Черпаков взмахнул рукой, будто отгоняя от себя неприятное видение.
– После того случая, – устало сказал он, – наши отношения с профессором изменились в худшую сторону. Он, конечно, понимал причины, толкнувшие меня на постыдное предложение, но не простил… – Сергей Сергеевич вздохнул и продолжал без всякого выражения: – В тот же день был издан приказ об отчислении Юрия Вышемирского из института. А вечером Ивана Матвеевича прямо с факультета увезла «Скорая помощь».
– Бедный профессор! – вырвалось у меня. Черпаков удивленно вскинул глаза.
– Не кощунствуйте! – сказал он сердито.
И поделом: думать надо, прежде чем говорить.
Черпаков окликнул девочку. Она побежала к нам, но на полдороге споткнулась и с разбега упала в траву. Раздался громкий плач.
– Не подавайте вида. – Сергей Сергеевич даже не посмотрел в ту сторону. – Надо воспитывать в детях самостоятельность. Пусть выплачется, боль утихнет, и она сама успокоится.
Сложная наука – педагогика. Возможно, Черпаков смыслил в ней неизмеримо больше, чем я, – у меня не было времени выяснять это.
Я подбежал к девочке, поднял ее с земли, отряхнул платьице.
– Не надо плакать, Анечка, а то… – Что бы пострашнее придумать? – А то все бабочки разлетятся и больше никогда не прилетят. Ты ведь не хочешь, чтобы они разлетелись?
– Не хочу. – В ее глазах еще стояли слезы.
– Тогда иди и поймай вон ту, с желтыми крылышками. – Я легко подтолкнул ее в спину. – Только не торопись, а то снова упадешь.
Вернувшись к лавочке, я застал Черпакова в той же позе.
– Теперь я кое-что понимаю, Сергей Сергеевич, – присаживаясь, сказал я. – Позавчера, когда вы вошли в дом и увидели, что Иван Матвеевич мертв, то сразу увязали его смерть с бегством Юрия.

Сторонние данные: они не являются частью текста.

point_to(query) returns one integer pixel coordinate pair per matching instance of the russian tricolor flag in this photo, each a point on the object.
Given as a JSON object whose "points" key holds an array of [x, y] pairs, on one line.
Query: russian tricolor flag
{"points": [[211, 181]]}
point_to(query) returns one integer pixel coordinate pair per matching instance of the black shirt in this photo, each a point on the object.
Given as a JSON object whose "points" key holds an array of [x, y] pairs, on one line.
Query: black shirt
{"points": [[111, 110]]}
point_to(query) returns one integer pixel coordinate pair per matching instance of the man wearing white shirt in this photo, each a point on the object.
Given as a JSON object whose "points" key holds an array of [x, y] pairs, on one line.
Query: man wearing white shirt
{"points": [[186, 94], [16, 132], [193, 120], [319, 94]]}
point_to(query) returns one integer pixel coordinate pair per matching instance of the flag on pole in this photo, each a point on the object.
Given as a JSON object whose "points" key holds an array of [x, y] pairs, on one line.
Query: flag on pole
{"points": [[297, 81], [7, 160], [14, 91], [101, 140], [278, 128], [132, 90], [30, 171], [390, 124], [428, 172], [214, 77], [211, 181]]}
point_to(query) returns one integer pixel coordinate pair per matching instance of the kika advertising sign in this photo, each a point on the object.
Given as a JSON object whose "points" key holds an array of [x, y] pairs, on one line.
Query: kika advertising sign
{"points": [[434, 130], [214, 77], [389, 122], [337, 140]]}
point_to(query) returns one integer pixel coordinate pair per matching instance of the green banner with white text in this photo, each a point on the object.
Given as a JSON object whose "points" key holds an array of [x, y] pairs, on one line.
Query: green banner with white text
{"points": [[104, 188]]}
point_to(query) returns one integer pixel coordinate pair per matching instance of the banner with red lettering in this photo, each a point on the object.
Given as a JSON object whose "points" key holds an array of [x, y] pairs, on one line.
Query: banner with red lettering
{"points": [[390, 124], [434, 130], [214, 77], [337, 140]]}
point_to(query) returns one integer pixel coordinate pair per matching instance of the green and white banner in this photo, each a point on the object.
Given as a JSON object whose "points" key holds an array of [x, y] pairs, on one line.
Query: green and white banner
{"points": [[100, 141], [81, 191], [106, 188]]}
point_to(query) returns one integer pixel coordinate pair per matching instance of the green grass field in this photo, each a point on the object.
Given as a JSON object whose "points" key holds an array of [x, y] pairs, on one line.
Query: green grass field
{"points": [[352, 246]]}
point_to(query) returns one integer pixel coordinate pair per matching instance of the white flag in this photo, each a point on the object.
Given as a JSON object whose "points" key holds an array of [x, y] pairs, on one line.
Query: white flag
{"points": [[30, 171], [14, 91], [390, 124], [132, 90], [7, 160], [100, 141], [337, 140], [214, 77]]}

Вы и до сих пор думаете, что…
– А что бы вы подумали на моем месте? – выдавил из себя Черпаков. – У него были причины не любить отца.
– Да, причины у него были, – согласился я.
Издали донеслись тягучие, траурные звуки музыки.
– Нам пора, – устало сказал Черпаков.
– У меня еще один, последний вопрос, – остановил его я. – В прошлый раз мне показалось, что вы знаете, куда мог уехать Юрий. Это так?
– Я не хотел путать вас своими домыслами. Юрий часто ездил в Ригу. Кажется, у него там есть знакомые.
Сергей Сергеевич кивнул на прощание и пошел к дочери. Она подпустила его поближе, но в последний момент увернулась и отбежала в сторону. Черпаков сказал что-то резкое, протянул руку, но она снова отбежала…
Стоя в сторонке, я ждал, пока схлынет встречный поток людей, возвращающихся с гражданской панихиды.
Сначала прошли студенты. Они сдержанно переговаривались, делая при этом излишне строгие лица, но молодость брала свое: кто-то вполголоса уже спорил с товарищем, прямо на ходу заглядывая в конспект, кто-то смеялся шутке. За студентами отдельными группками по два-три человека чинно прошествовали преподаватели. Последними шли музыканты.
Логвинов, когда я подошел к нему, стоял спиной ко мне и, приподнявшись на цыпочки, смотрел в сторону церквушки. Услышав мои шаги, обернулся.
– Не было Юрия, Владимир Николаевич, – сообщил он, но по его сияющему виду я понял, что это не все новости.